カープファンとしては、もちろん残念な結果だ。この試合は、引退を表明した黒田博樹の最終登板になる可能性もあり、どうしても勝ちたい一戦だった。ただ、結果的には黒田は緊急降板したものの6回途中まで1失点と上出来の内容、さらに9回2アウトから安部のタイムリーで追いつくなど、いつもの粘り強さも見せた。

この試合、黒田はとても飛ばしていた。初回に大谷の二塁打でチャンスを広げられて1点は失ったが、コントロールは最後まで悪くなく無四球4安打と十分な結果だ。突然の登板は残念だったが、これも飛ばしていたからこそだろう。なお、両足のふくらはぎが攣り、その後腰に張りが出ただけなので、重症ではない模様だ。次の登板機会が回ってきたら投げる可能性も高い。ただ、そうなると3勝3敗で第7戦を迎えるということなので、カープファンは素直に喜ぶこともできないのだが。

イチローばりのバッティング

カープファンは負けたのにもかかわらず、この試合の結果に納得しているひとも多い。やはりそれは、最後の大谷のサヨナラヒットが、考えられないほど素晴らしかったからだ。

9回から2イニング目のマウンドに経った大瀬良大地は、久しぶりの登板にもかかわらずその内容はかなり良かった。多くは石原の要求するコースに行っていたし、スピードも出ていた。
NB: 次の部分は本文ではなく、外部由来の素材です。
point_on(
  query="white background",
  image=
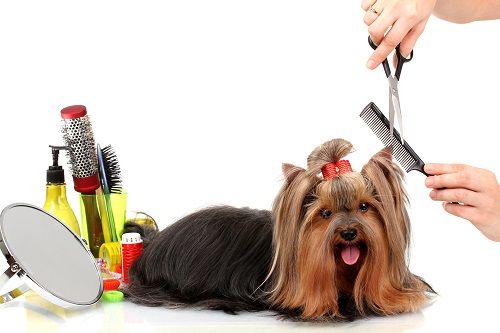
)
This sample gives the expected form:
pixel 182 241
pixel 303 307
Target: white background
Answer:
pixel 203 101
サヨナラのランナーとなった西川への四球も、突然3球コントロールが乱れたものの、最後はきわどいコースがボール判定だったものだ。

大谷のサヨナラ打も、コースは石原の要求どおりだった。この勝負の前、畝ピッチングコーチと内野手がマウンドに集まり、大谷の攻め方も確認していた。西川の盗塁でランナー2塁となって、大瀬良が間合いを嫌って二塁へ偽投したときも、石原はすかさずタイムを取って内野手もふたたびマウンドに集まった。カープの選手は、確認は怠っていない。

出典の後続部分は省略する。